Wednesday, August 29, 2007

Long Live New Orleans

Two years ago I got a phone call from my father at about 6:30am, "sweetheart, the levees broke". I think I responded with, "ok, thanks for letting me know" and then five minutes later it hit me. Broken levee equals my Gran's house is completely underwater. Hurricane Katrina hit home and I lived in Dallas...

I went through a ton emotions until that October when Christopher and I traveled down to New Orleans to help get what we could out of her house. Seeing her house made everything a little more real and hurt allot more. The house that I spent hours sitting at the dinning room table listening to stories of the Great Depression, World War II and how my grandfather built the house they lived in by hand, was just a beaten and battered shell of what it used to be.
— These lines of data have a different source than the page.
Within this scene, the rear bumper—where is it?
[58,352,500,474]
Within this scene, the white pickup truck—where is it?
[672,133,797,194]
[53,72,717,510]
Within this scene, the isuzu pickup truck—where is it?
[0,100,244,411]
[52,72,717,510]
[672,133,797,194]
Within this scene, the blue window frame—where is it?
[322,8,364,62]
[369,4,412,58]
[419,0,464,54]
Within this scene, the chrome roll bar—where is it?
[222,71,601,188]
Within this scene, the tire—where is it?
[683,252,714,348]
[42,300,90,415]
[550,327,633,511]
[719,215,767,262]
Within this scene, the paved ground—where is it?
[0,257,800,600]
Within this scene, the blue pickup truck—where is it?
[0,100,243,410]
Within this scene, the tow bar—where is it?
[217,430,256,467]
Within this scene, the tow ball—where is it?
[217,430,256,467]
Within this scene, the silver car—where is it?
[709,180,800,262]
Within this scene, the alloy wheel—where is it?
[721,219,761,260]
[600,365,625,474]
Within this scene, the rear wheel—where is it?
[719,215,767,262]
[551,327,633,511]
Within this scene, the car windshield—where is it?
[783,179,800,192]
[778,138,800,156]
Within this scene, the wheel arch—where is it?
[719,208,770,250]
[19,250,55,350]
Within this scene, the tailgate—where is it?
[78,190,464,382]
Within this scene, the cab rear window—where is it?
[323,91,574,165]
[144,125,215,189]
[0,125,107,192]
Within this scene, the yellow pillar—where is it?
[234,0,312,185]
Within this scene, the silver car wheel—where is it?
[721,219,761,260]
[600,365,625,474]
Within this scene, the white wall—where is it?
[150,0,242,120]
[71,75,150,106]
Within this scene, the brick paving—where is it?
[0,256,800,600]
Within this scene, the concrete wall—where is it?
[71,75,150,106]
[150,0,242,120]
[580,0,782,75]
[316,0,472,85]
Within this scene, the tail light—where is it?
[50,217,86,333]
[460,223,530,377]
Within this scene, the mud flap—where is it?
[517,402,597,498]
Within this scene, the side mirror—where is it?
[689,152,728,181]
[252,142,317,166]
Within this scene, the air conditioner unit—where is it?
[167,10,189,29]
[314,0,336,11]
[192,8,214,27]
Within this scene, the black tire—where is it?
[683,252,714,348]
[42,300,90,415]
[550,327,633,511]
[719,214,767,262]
Furniture was tossed around as if it was doll house props thrown into place by an angry child. Trees were bent like little toothpicks; while others were gracefully plucked from the ground and tossed across streets for all the world the see their elaborate root system that once gave them life. I had never seen the world so gray, the lack of color in everything was astonishing.

And while that chapter in our lives is coming to a close with family moved out of the city and property sold off, I can look back and say that everything happens for a reason. My grandmother is alive and well in her new home in Houston - only a four hour drive from us where she gets to see Ethan more than she would had she stayed in New Orleans. My cousin moved to Dallas for a better job and now lives a stones throw from Christopher and I , and we worked as a family to help each one of us get through something we never thought we would have to. Our family is built on strength, love and determination and one day I hope Ethan will know the strength family and friends can give you. Ethan got his name from Hurricane Katrina. The name Ethan means "strong leader" and his middle name is Webster, my grandmother's maiden name. She's a strong force in the world that at the age of 86 she had to start over with a new home, new city and new surroundings. Yet she did it. With the help of her children, grandchildren and her dog Tinker, she did it.

Christopher and I pray for those people who are still trying to rebuild their lives in the cities brought down by Katrina. And we pray that one day we can take Ethan to the city where I was born and show him a great and beautiful city I used to call my second home. Long Live New Orleans!